Before a revert war breaks out: The theory of evolution is not atheistic. It makes no statement whatsoever about the existence of a higher power. One can believe in a higher power and also believe that evolution caused the origin of species on Earth. Don't confuse "not Christian" with "not theistic." Furthermore, being atheistic does not necessarily mean one subscribes to the theory of evolution. --Rspeed 17:34, 8 September 2008 (EDT)

The theory of evolution is atheistic not primarily because it makes a statement about a higher power, but because it is based on the presumption of no higher power. That is, it is an attempt to describe origins without invoking God. Further, for many people it does mean just what you say it doesn't mean. Sir Julian Huxley:
In the evolutionary pattern of thought there is no longer either need or room for the supernatural. The earth was not created: it evolved. So did all the animals and plants that inhabit it, including our human selves, mind and soul as well as brain and body. So did religion.[4]
What other view than evolution would atheists subscribe to?
Philip J. Rayment 05:21, 9 September 2008 (EDT)
That's not true, though. What Julian Huxley described isn't the Theory of Evolution. It states nothing about either the origin of Earth, the origin of life on it or the existence of a god or gods. It says only that the variations of life we see today evolved from earlier forms via natural selection. That's all. There is nothing that says that, for example, a deity didn't create the Universe and Earth, plant life on it and created the rules by which evolution would occur. It's compatible with theism in general, just not the majority of creation myths.
Atheism means a statement about the nonexistence of gods. Evolution is a biological theory, it doesn't even come close to touching that topic. You can't have either a theistic or atheistic scientific theory because the scientific method cannot test the supernatural. Secular is the adjective which best describes a scientific theory in regards to the existence of gods. That is, it's entirely unrelated.

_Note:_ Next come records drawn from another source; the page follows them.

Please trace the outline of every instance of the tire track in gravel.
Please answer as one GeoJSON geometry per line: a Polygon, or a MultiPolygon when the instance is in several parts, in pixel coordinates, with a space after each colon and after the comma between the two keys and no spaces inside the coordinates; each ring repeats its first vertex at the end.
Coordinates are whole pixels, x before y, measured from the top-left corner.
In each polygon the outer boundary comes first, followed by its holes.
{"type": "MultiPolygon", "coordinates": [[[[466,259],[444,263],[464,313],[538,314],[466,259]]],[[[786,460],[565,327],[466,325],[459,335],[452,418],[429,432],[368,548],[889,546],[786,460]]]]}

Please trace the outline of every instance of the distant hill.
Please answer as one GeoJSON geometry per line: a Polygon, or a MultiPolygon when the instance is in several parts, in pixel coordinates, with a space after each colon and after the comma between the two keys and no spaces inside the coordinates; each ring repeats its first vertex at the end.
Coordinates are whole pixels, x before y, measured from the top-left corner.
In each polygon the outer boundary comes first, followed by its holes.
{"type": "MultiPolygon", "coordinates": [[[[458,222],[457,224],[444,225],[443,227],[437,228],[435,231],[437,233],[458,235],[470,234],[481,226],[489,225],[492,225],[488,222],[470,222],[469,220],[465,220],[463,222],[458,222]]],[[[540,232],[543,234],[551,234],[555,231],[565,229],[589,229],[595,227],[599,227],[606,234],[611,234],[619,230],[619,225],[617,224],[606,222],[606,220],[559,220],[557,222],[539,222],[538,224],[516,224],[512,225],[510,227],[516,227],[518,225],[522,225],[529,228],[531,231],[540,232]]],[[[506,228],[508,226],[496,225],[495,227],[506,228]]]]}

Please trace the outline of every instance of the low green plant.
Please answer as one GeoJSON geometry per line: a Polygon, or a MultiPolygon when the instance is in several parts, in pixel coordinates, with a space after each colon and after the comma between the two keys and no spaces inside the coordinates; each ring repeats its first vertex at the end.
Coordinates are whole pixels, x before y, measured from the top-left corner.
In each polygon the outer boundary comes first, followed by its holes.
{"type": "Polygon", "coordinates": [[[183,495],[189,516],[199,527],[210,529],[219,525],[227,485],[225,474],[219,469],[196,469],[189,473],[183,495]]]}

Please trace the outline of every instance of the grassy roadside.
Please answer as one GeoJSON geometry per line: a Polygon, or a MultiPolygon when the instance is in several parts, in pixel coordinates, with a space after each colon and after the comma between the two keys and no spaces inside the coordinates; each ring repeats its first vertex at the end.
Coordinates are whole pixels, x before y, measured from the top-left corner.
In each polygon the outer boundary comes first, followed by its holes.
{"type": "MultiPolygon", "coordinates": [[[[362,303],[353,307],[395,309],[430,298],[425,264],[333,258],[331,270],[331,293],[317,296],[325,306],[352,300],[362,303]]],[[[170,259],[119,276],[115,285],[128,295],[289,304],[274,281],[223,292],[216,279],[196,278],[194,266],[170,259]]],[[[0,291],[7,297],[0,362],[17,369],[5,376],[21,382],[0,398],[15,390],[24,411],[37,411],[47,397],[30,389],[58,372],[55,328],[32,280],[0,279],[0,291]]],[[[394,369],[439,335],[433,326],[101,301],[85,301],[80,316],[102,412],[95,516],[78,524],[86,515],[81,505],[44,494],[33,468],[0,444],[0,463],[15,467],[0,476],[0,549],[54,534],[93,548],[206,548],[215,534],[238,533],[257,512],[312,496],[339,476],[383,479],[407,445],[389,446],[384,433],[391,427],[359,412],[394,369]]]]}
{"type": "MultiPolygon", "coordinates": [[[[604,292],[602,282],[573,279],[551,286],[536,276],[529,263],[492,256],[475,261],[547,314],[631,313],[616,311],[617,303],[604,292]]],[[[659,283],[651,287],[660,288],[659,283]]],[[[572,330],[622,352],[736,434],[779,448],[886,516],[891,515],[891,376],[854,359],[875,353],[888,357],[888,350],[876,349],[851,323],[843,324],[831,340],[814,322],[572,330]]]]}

There are two alternatives (that I can think of) to the Theory of Evolution that an atheist could subscribe to which have also been, at some point, well-accepted: Spontaneous Generation [5] and Lamarckism.
--Rspeed 19:45, 11 September 2008 (EDT)
What Huxley was referring to was wider than just the biological theory, that is true. But the biological theory is based on the "pattern of thought" as he put it. This pattern of thought is anti-Christian in nature, and compatible with atheism.

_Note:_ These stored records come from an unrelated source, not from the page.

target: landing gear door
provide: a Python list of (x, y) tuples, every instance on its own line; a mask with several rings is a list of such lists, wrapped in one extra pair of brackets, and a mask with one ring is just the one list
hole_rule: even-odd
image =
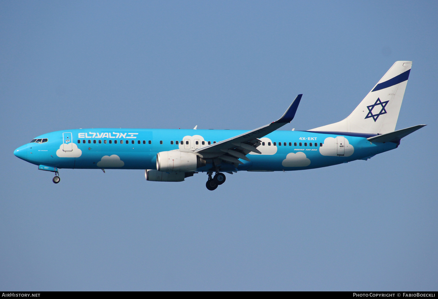
[(63, 133), (62, 140), (62, 150), (64, 152), (72, 151), (73, 147), (71, 133)]
[(343, 156), (345, 153), (345, 138), (343, 136), (338, 136), (336, 138), (337, 144), (337, 155)]

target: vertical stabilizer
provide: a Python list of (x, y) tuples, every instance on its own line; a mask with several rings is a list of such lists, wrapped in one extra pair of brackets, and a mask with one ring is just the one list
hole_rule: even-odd
[(385, 134), (396, 129), (412, 61), (397, 61), (347, 118), (310, 131)]

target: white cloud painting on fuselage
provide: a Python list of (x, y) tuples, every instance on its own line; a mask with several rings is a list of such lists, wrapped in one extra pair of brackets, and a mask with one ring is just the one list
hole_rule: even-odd
[(97, 162), (98, 167), (122, 167), (124, 165), (125, 162), (120, 160), (117, 155), (104, 156)]
[(71, 143), (71, 148), (72, 150), (68, 152), (63, 151), (64, 144), (63, 143), (59, 146), (59, 149), (56, 151), (56, 155), (60, 158), (78, 158), (82, 155), (82, 151), (78, 148), (78, 146), (74, 143)]
[(310, 165), (310, 159), (303, 152), (290, 153), (283, 160), (281, 165), (285, 167), (304, 167)]

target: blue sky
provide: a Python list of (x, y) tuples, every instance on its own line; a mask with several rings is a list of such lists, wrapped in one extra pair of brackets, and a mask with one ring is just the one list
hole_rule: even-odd
[[(436, 290), (435, 1), (0, 1), (0, 289)], [(13, 155), (79, 128), (251, 129), (347, 116), (413, 63), (397, 129), (367, 161), (199, 174), (49, 173)]]

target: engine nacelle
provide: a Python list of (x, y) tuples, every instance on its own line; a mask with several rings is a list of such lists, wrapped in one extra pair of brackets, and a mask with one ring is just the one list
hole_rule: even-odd
[(182, 182), (185, 176), (184, 172), (165, 172), (153, 169), (145, 170), (146, 180), (152, 182)]
[(205, 166), (205, 160), (193, 153), (179, 150), (160, 152), (157, 154), (157, 170), (159, 171), (195, 171)]

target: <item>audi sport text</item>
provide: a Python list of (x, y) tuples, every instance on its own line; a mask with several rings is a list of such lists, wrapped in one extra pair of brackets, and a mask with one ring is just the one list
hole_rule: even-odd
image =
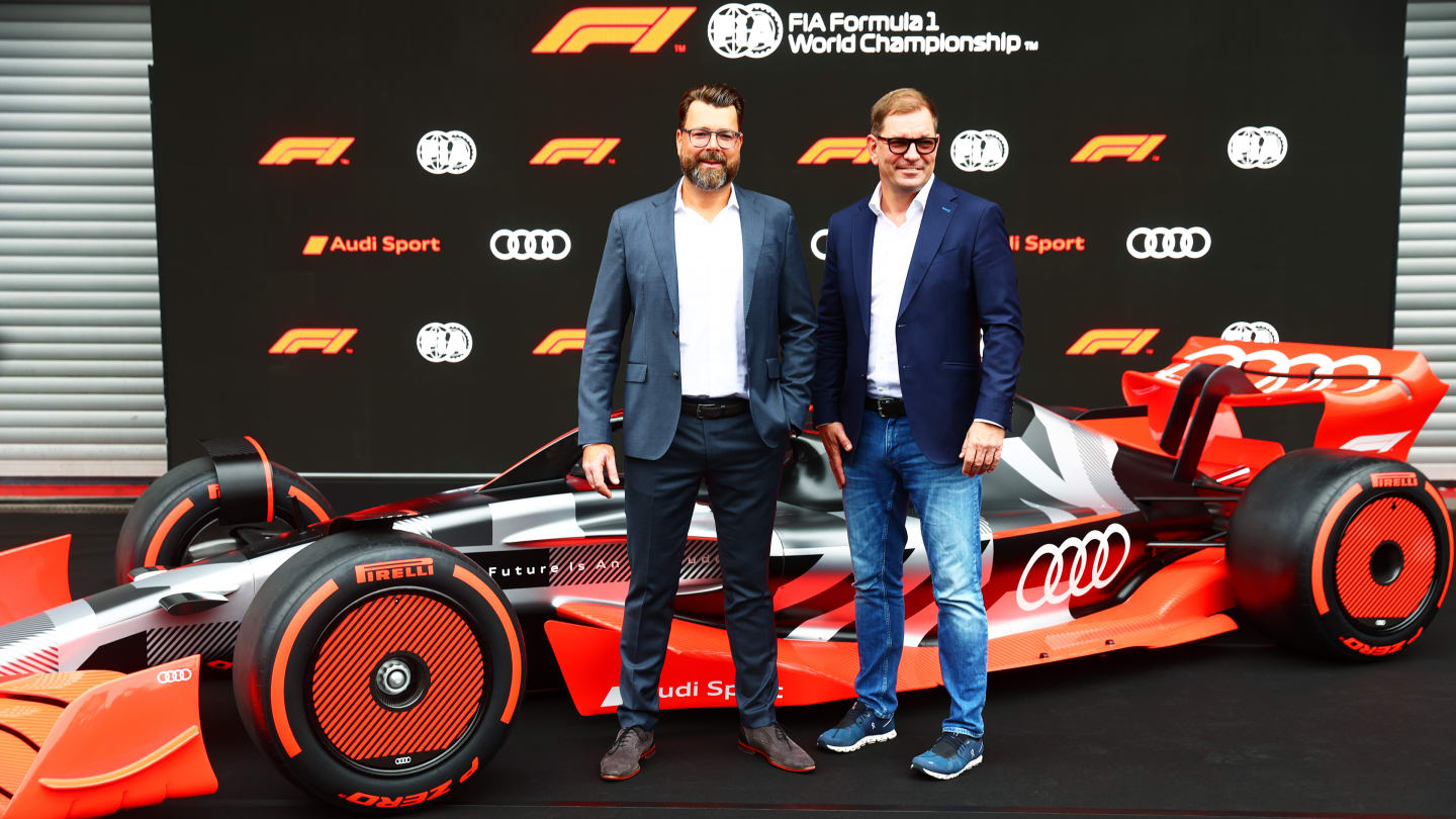
[(345, 239), (344, 236), (309, 236), (309, 240), (303, 245), (303, 255), (319, 256), (325, 252), (331, 254), (392, 254), (402, 256), (405, 254), (438, 254), (441, 251), (440, 238), (431, 236), (428, 239), (405, 239), (402, 236), (360, 236), (358, 239)]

Evolution is more than just evolving "from earlier forms via natural selection". By that definition, creationists can believe in evolution. "Evolution" also encompasses the entire evolutionary "family tree". Whether or not it includes the start of that family tree (the origin of life) is a moot point. Many evolutionists have included the origin of life in the term, although I agree that many today reject that, and the currently-accepted mechanism (mutations and natural selection) doesn't cover the origin. See also Definition of evolution. You are correct that evolution, strictly speaking, doesn't say anything about the origin of the "rules" of evolution, but in practice, it does say things along those lines. This is because evolution is based on naturalism, the view that nature is all there is; that is, there is no supernatural, and atheistic scientists use evolution to argue against God.
Further, although technically evolution doesn't say anything about the origin of the laws of evolution, etc., it does say plenty that contradicts the Bible. That justifies, I would suggest, claiming that evolution does "come close to touching that topic".

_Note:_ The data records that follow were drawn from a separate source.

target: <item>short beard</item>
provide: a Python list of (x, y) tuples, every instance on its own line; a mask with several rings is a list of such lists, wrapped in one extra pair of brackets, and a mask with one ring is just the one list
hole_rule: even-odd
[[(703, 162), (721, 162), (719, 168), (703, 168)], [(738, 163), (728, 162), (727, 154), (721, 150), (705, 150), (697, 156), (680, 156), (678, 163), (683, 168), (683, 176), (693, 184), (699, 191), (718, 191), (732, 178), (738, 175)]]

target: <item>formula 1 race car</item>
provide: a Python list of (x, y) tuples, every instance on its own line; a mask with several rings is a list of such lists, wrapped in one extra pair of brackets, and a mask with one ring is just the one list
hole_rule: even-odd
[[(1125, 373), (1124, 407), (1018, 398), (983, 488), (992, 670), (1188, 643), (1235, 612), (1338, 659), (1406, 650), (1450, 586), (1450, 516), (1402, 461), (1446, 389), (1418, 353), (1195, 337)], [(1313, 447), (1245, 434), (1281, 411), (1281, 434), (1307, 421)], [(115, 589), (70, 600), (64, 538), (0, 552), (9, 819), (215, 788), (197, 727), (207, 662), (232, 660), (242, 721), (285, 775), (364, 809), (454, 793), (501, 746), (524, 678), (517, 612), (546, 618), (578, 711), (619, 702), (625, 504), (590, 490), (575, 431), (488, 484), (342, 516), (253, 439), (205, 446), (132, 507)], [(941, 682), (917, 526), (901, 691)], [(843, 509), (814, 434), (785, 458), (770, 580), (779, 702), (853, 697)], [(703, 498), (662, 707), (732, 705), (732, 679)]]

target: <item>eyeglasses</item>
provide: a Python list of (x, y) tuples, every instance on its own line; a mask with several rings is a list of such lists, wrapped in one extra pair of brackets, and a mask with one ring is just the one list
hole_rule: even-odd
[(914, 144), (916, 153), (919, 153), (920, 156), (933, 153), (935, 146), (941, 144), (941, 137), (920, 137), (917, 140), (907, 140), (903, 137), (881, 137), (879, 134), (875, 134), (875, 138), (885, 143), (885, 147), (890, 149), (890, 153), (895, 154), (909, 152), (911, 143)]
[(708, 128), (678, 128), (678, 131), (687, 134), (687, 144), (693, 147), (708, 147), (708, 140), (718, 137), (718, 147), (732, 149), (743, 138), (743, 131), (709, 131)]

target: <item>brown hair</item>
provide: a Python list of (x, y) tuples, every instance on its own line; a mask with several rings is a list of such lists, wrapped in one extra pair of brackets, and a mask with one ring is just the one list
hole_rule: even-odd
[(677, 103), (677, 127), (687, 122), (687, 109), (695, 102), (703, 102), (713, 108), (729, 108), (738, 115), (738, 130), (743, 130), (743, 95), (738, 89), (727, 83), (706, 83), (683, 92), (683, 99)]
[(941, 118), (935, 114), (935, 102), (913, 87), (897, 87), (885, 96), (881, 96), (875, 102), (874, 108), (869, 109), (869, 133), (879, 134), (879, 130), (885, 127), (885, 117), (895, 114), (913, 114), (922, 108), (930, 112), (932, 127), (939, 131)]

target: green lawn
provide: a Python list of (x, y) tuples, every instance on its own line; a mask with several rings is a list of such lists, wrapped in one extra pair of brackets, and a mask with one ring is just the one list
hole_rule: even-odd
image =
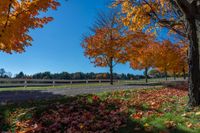
[(67, 84), (61, 86), (41, 86), (41, 87), (8, 87), (0, 88), (1, 91), (19, 91), (19, 90), (47, 90), (47, 89), (63, 89), (63, 88), (81, 88), (81, 87), (97, 87), (110, 86), (109, 83), (90, 83), (90, 84)]
[[(183, 79), (183, 78), (179, 78)], [(173, 80), (173, 78), (168, 78), (168, 80)], [(152, 78), (148, 80), (148, 83), (163, 83), (166, 80), (164, 78)], [(114, 85), (127, 85), (127, 84), (146, 84), (145, 79), (141, 80), (119, 80), (119, 82), (114, 82)], [(81, 84), (66, 84), (61, 86), (41, 86), (41, 87), (8, 87), (0, 88), (1, 91), (18, 91), (18, 90), (47, 90), (47, 89), (62, 89), (62, 88), (81, 88), (81, 87), (98, 87), (98, 86), (111, 86), (109, 83), (81, 83)]]
[(200, 132), (185, 86), (28, 101), (0, 107), (4, 131)]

True, you can't really have a theistic or atheistic scientific theory, but evolution doesn't really qualify as "scientific", because it is based on atheistic views, such as naturalism.
As for your alternatives to evolution that atheists could subscribe to, your second example is merely a different mechanism for the theory of evolution—but it's still evolution. I take it that your first example refers to spontaneous generation of each different life form, as opposed to the spontaneous generation of the first life. That being so, I will concede that as a possibility. Nevertheless, that view is long out of favour, so the only real option that atheists have left is evolution (in some form or other).